No. See above answer.

"And, why should this limitation on the right of a potentially-prevailing litigant's ability to withdraw a federal court claim be limited to death row inmates?"

It should not, but only again to the extent of the record before it. As I see it, the role of the courts here is purely defensive; it is not offensive. It is not the role of the courts to "root out injustice" but to determine what is justice based upon the record before it. However, once a case or controversy has been started, it is not the role of the courts to "turn a blind eye" either. Once the process is started, it has its own momentum beyond the sole power of either the plaintiff or the defendant to stop it.

Posted by: Daniel | Sep 14, 2006 4:47:43 PM

Suffice it to say that I could not disagree more with Daniel. He's really arguing for an amendment to Article III of the Constitution (as opposed to straightfoward application of 8th Amendment principles).

Regardless of the fact that a death sentence may have been imposed in violation of the Constiution, it is most certainly NOT the right nor the obligation of an Article III court to review a record and find reversible error where the defendant-inmate does not want federal court review of his claims.
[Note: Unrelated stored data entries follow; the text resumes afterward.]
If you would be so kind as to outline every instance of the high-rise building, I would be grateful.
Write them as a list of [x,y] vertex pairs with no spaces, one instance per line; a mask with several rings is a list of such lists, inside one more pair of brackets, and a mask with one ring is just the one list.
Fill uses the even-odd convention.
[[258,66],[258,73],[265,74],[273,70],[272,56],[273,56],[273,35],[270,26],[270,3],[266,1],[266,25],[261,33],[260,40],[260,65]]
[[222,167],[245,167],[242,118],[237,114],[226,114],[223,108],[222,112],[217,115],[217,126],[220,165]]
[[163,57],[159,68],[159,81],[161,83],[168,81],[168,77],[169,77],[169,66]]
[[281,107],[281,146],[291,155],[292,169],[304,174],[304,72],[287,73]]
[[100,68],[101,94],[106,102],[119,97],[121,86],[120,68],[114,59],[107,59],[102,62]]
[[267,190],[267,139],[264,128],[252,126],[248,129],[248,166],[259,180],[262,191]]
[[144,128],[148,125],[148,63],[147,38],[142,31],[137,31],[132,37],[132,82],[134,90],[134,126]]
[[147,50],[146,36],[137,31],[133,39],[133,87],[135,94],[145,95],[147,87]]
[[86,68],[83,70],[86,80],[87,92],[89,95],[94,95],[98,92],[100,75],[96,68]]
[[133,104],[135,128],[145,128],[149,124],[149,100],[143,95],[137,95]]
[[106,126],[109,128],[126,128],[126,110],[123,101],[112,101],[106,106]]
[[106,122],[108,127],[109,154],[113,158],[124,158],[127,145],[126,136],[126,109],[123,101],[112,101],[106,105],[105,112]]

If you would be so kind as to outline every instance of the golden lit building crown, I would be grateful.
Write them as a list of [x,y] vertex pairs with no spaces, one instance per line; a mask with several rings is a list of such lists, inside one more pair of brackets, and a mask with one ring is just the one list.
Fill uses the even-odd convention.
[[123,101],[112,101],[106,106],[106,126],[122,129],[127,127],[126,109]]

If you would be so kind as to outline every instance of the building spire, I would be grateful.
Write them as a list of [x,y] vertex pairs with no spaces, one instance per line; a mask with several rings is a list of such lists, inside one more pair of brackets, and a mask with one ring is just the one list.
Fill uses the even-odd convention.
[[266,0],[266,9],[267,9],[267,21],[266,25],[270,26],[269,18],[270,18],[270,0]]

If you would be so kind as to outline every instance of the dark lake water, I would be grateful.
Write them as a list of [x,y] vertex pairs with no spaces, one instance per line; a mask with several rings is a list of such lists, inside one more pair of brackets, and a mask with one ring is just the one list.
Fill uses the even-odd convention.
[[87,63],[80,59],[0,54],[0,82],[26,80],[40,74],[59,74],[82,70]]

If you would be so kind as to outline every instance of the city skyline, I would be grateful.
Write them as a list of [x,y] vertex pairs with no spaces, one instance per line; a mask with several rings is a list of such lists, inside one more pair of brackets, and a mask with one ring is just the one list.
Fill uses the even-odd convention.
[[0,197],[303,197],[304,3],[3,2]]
Posted by: Steve | Sep 15, 2006 12:51:46 PM

Hello. I came across this site by asking google an important question. Its a personal question that is affecting someone i love. I am not a lawyer. In the supreme court they voted 4-5 against the death penalty for minors under age 15 i believe,in certain states. Wouldnt death be unconstitutional for all life....Denying one liberty and pursuit of happiness seems resonable for intentional murder. But in fact: if a murder has not been committed, would not then that be the state (whom we all know allows much beyond the media eyes in our prisons) indeed; commiting ,when a murder has not indeed been ...a double by standard for the poor and what do we teach people who may get themselves into trouble while they watch oj simpson walk,what justice is this,indeed none. one wk from today someone i love goes on trial,the state atty wants to sentence him under the re-offender act. In jail five months and has not had a lawyer to talk to or wk on his case,just being appointed a lawyer by the state a few wks ago. thank god jesus christ does not hold against us our past points. and the wolfs come to tear and accuse,break every law in the book,awe;but they do not have to follow the law,what does one ever have to believe in but something greater than this corrupt system put there ;for good reasons,but its not available to have no charges filed for those whom do not belong to certain clubs and organizations. What is available to someone with out no money for a good criminal lawyer? Indeed the state has regressed back to witch hunt days,what have we learned,nothing. Kill em. cause we can.

Posted by: lucky | Oct 9, 2006 4:30:54 PM

im sorry my sentance was lacking in two words. when the united states gives someone the authority to give death and life sentances,when indeed; a murder has not been committed,is that not indeed,committing murder....yes.